Cory Monteith was 31 and most of the others are late 20's.


Jeff M.

Anders E said...

Allowing Pierce Brosnan to sing in MAMMA MIA was probably not a good idea.

Kelly Robinson said...

Matt Damon as Tom Ripley. Well, Gwyneth Paltrow as dumpy Marge, for that matter, as long as I'm talking about that movie.

Steve Oerkfitz said...

Glen Campbell and Kim Darby in the original version of True Grit.

pattinase (abbott) said...

Good one!

Cap'n Bob said...

I missed it, Jeff, but it bears repeating.

jvnase said...

Warner Bros. has just announced that actor Ben Affleck will play Batman in an upcoming film that will bring Superman and Batman together. What do you think of Ben Affleck as Batman?

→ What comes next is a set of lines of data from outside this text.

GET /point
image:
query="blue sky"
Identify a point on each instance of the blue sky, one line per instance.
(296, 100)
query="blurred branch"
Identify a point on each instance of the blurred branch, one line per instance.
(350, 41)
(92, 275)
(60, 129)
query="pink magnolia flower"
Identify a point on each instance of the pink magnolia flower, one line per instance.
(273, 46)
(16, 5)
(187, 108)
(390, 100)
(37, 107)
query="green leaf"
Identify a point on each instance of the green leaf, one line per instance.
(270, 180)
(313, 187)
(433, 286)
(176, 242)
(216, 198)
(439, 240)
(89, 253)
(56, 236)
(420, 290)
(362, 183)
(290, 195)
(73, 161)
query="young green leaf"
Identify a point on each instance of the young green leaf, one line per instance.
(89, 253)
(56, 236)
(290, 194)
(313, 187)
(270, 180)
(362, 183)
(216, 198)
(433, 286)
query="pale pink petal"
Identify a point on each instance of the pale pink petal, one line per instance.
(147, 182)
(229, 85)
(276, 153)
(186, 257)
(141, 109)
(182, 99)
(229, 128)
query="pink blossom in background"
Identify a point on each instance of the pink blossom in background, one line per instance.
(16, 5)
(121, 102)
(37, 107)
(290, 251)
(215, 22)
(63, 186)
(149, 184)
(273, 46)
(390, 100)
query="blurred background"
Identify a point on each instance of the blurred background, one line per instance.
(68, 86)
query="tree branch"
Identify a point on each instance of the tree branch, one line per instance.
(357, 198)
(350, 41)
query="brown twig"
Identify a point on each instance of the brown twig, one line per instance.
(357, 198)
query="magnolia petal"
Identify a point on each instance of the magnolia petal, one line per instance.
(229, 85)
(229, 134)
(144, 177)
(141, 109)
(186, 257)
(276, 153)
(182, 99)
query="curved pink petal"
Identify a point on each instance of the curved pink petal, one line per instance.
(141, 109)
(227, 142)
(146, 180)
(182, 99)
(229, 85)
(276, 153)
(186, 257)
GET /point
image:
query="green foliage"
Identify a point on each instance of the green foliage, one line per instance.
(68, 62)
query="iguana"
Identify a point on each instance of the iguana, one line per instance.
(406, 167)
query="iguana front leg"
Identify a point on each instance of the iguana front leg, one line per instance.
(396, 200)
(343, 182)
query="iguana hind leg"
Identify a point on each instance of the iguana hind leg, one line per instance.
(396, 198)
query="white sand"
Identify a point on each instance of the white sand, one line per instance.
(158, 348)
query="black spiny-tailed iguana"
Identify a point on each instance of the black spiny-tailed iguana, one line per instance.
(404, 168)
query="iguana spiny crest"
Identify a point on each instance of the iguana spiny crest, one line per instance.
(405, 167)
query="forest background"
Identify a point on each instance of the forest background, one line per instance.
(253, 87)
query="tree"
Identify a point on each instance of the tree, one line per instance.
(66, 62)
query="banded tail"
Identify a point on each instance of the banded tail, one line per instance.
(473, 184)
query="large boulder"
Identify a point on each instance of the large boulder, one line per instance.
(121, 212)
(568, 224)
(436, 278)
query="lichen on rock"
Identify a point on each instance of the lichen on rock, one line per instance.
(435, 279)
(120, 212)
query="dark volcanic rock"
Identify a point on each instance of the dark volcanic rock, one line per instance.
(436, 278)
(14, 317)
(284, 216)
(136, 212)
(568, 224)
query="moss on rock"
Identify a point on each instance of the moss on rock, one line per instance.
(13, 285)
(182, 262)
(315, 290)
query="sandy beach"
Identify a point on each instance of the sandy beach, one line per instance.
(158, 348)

pattinase (abbott) said...

I can't imagine how he will be good in that part. I think he has limited acting ability and needs to play a character imbedded in reality. Like Clooney. But I could be wrong if the script is very strong.

Jerry House said...

I'm late in commenting here, but Mickey Rooney as the tough ex-marine in PLATINUM HIGH SCHOOL if we are to include B -- or, perhaps, even C -- movies.

Todd Mason said...

Somehow, Jerry, you reminded me of 33yo Mel Torme as a juvenile delinquent street/hotrod gang's top dog, in GIRL'S TOWN, which wipes the floor with many if not most of these so far...

And, of course, Patti, your original question suggests that Joel Schumacher et al. gave a rat's ass what even the 1960s tv parody Batman was about, so much as saw an opportunity for a bootless camp fest.

I think that Clooney could've done a a decent Batman, had he a script that allowed such, but it would be a stretch beyond his only slightly self-loathing losers in THREE KINGS, OUT OF SIGHT or UP IN THE AIR. Affleck is more limited, I agree, but might be able to pull it off with a script that actually digs in...and Keaton is a better Batman choice than either.

maggie said...

Re: Batman. I read somewhere a suggestion that Ryan Gosling play Batman. I thought it was a good one. I must like Ben Affleck more than most people, because I didn't think it was that bad of a decision.

I just caught Travels with my Aunt on TCM, and thought Maggie Smith was good, and the makeup to her skin was very effective in aging her realistically, though it was jarring.

pattinase (abbott) said...

I have never seen that movie.
I think Affleck is an okay actor in playing regular guys. Batman needs mystique and I don't see it in him.